Boing Boing ran an interesting piece that highlights how eagerly some people follow the voice of authority — in these cases, managers of restaurants who were convinced to conduct strip searches of their employees (or in at least one case, a 14-year-old customer) by voices over the phone who claimed to be cops or higher-ups.
In a sane world, saying that you strip-searched an innocent 14-year-old girl because a voice on the phone claimed to be a cop and told you to do it wouldn’t get you much sympathy. But…
[M]ost of the duped managers were treated as victims — just like the people they searched and humiliated. They all “fell under the spell of a voice on the telephone,” wrote a judge in Zanesville, Ohio, in an order acquitting Scott Winsor, 35, who’d been charged with unlawfully restraining and imposing himself on two women who worked for him at a McDonald’s.
Chicago lawyer Craig Annunziata, who has defended 30 franchises sued after hoaxes, said every manager he interviewed genuinely believed they were helping police.
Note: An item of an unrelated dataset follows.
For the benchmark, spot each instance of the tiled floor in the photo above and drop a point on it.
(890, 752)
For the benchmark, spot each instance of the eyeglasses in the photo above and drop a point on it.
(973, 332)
Pranksters, perverts, and pilferers know that pretending to be powerful gets you to your goal nine times out of ten, for instance:
- On an old episode of the television show Candid Camera, the crew put up official-looking signs on the sidewalk reading “Backward Zone” and sent confederates to walk up and down the street who would start walking backwards obediently when they entered the Zone. One great clip shows a woman and child entering the Zone — she sees one of the confederates turn around, then quickly turns around herself and then grabs the child’s shoulders and sternly spins him about as well.
- Wilhelm Voigt put on the uniform of a Prussian military officer in and used this ruse to gain the allegiance of a pack of soldiers, then raided the treasury of Köpenick on the pretense of investigating tax irregularities.
- Shizzy Joyce impersonated the President and CEO of the coffee chain Starbucks in emails to a new assistant in the company’s human resources department. After a few fairly generic welcome messages, the impostor managed to convince the newcomer to shave his beard, spy on his fellow employees, fire a random employee from a nearby franchise, and purchase and annotate a book on business ethics so the CEO could skim it to give a lecture on the subject.
And you may have noticed the latest internet worm in your email inbox:
The FBI is warning the public to avoid falling victim to an on-going mass e-mail scheme wherein computer users received unsolicited e-mails purportedly sent by the FBI. These scam e-mails tell the recipients that their Internet use has been monitored by the FBI and that they have accessed illegal web sites. The e-mails then direct recipients to open an attachment and answer questions.
The e-mail appears to be sent from the e-mail addresses of mail@fbi.gov, post@fbi.gov and admin@fbi.gov. There may be other similarly styled addresses. The recipient is enticed to open the zip attachment which contains a variant of the w32/sober virus. If the program within the zip attachment is executed then the virus is launched and may affect the user’s computer.
The more politically astute among us know that the differences between someone who pretends to be a political or legal authority and someone who “really is” a political or legal authority don’t amount to much on close examination.
And those who do not forget the past because they’d rather not have to repeat it may find they have strong motivations for convincing their fellow citizens not to do whatever the voice of authority tells them to do.
Impersonating the voice of authority may be the best way of discrediting it. You can plead with people to Question Authority, but they may never learn how to do so unless authority tells them to do something even more absurd than strip-searching a stranger.